R - Sur la Russie, effectivement, je vous indiquais des mesures, que nous sommes en train d’étudier. Nous reviendrons vers vous ultérieurement sur ce sujet-là, quand la réflexion aura abouti. Le sommet pour l’action sur l’Intelligence artificielle est une initiative majeure qui a été lancée par la France, qui a d’ailleurs repris le flambeau après le sommet de Bletchley Park l’année dernière et un premier sommet sur l’intelligence artificielle qui s’est tenu en Corée du Sud. L’idée du sommet, c’est surtout d’avoir une discussion la plus large et la plus inclusive possible au niveau mondial, pour pouvoir évoquer différents points qui tiennent au développement de l’intelligence artificielle, des points de sécurité bien sûr, mais aussi des points de gouvernance, qui sont absolument essentiels. Et dans ce cadre, il a été jugé que l’ensemble des pays, et tout particulièrement les pays africains, devaient être inclus dans ce dialogue, puisqu’effectivement c’est une conversation mondiale qui va s’ouvrir, en faisant la promotion d’une IA ouverte, soutenable et gouvernée. C’est la raison pour laquelle le président rwandais, notamment, a été invité, sans lien avec les derniers développements dans la région.
Q - Monsieur le Ministre a annoncé mercredi au Sénat que les Kurdes seront représentés à la conférence sur la Syrie le 13. Est-ce que c’est toujours le cas ? Et si c’est le cas, c’est à quel niveau de représentation ? Parce qu’on a l’impression qu’il y a un peu des informations contradictoires qui arrivent. La deuxième question concerne le Liban. Comme vous le savez, il n’y a toujours pas de gouvernement. Le Premier ministre était très proche d’annoncer un gouvernement hier, et après il a rebroussé chemin. Les Américains étaient très clairs aujourd’hui. Ils ont dit qu’ils ne veulent pas du Hezbollah dans le gouvernement. Je sais que vous avez l’habitude de dire que les Français ne vont pas communiquer là-dessus. Mais est-ce qu’il y a une réaction française ? Parce que les Français ont bien été un médiateur, comme les Américains, dans la crise politique, dans le cessez-le-feu. Donc une réaction ou un commentaire ?

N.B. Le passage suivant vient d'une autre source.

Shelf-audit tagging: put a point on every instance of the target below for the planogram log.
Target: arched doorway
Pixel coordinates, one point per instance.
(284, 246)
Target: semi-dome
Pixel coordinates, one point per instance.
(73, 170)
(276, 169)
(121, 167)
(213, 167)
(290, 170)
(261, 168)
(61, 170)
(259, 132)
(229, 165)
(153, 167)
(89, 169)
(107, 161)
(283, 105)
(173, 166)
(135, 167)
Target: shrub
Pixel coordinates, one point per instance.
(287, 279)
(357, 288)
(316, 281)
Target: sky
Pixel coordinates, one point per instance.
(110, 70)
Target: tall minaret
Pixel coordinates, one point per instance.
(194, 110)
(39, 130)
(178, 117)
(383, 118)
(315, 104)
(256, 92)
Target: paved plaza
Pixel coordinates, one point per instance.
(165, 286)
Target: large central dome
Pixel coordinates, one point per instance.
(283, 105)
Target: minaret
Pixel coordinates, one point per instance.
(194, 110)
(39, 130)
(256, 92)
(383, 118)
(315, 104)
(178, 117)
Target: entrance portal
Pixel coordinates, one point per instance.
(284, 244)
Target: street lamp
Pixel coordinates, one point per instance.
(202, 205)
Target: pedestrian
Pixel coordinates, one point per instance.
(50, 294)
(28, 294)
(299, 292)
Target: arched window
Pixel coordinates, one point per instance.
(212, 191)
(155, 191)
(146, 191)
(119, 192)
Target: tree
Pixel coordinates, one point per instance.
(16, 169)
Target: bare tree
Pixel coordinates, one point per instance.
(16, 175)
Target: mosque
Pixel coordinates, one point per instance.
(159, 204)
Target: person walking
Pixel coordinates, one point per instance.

R - Sur votre première question, la conférence qui est organisée le 13 février prochain à Paris sur la Syrie est une conférence ministérielle, avec des invitations qui ont été adressées à des ministres des affaires étrangères, à des gouvernements. Donc les Kurdes ne seront pas à cette conférence, puisqu’ils n’ont pas de ministre. C’est une partie intégrante de la Syrie, et donc c’est bien le ministre des affaires étrangères syrien qui a été invité. Il n’y a pas de représentation des groupes ethniques et confessionnels. Encore une fois, c’est une conférence dans un format ministériel, comme c’était le cas d’ailleurs lors de la conférence de Riyad au mois de janvier, et de la conférence d’Aqaba au mois de décembre. Donc pour ce qui concerne la Syrie, c’est le ministre des affaires étrangères, M. el-Chibani, qui représentera la Syrie.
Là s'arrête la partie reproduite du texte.